During the intermittent moments when flood and storm have rendered me study-bound, I've been reading Alice Quinn's edition of Elizabeth Bishop's juvenilia and uncollected poems, drafts, and notes titled Edgar Allan Poe & The Juke Box, (Farrar Straus and Giroux, 2006).
Although the publication of writing that (the famously perfectionist) Bishop preferred not see the light of day has been controversial in some quarters, the book has been a revelation to me.
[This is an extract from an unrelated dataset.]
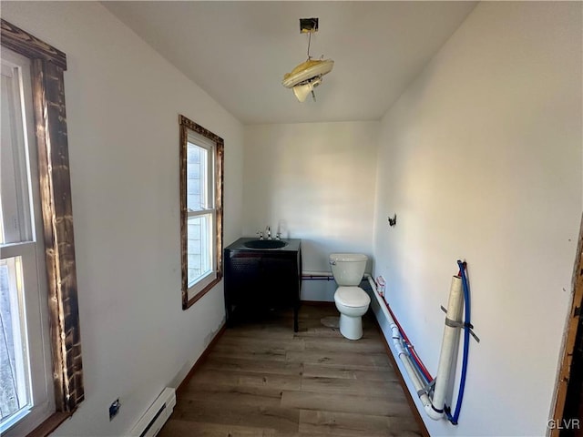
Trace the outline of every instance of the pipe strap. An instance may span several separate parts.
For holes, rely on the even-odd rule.
[[[431,382],[426,384],[424,387],[422,387],[417,391],[417,396],[421,397],[424,394],[429,395],[431,391],[433,391],[434,387],[435,386],[435,380],[433,380]]]
[[[441,308],[443,310],[444,307]],[[474,332],[474,325],[471,323],[468,323],[466,321],[455,321],[452,320],[451,319],[445,318],[445,326],[449,326],[450,328],[464,328],[465,330],[469,330],[470,334],[472,334],[472,337],[474,337],[474,340],[476,340],[478,343],[480,342],[479,337]]]
[[[444,409],[443,409],[443,408],[442,408],[441,410],[440,410],[440,409],[437,409],[437,408],[435,408],[435,407],[434,406],[434,404],[433,404],[433,403],[431,404],[431,408],[433,408],[433,409],[434,409],[434,411],[435,411],[435,412],[438,412],[439,414],[441,414],[441,413],[443,413],[443,412],[444,412]]]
In his piece on the collection in the April 27th edition of the New York Review of Books, Charles Simic summed it up pretty well:
Unlike just about every other poet whose collected poems are bound to contain embarrassments, [Bishop] never published a bad poem. As she told an interviewer, she was prepared to wait forty years for a poem to get finished since no good poet can afford to be in a rush. Such extraordinary patience is a standard not many of us are able to emulate. The publication of her uncollected poems, drafts, and fragments, which most certainly would have mortified her if she were still alive, solves a few puzzles and deepens others. As far as her reputation as a poet goes, these 106 flawed and at times marvelous poems will only enhance it. This would not be true of most other poets, but Bishop is a special case. Determined as she was that every poem of hers should surprise the reader with something new, she rarely wrote the same kind of poem twice.On a personal note, the painstaking way that Bishop crafted, edited, and revised her exquisite poems, a process which produced copious documentary evidence, kind of makes her a historian's poet.
This collection includes photo-reproductions of the sixteen extant typed and hand-written drafts Bishop wrote of her marvelous poem "One Art," and of equal artistic, biographical, and documentary interest are her three pages of typed notes for a never-finished "Elegy" about Lota de Macedo Soares.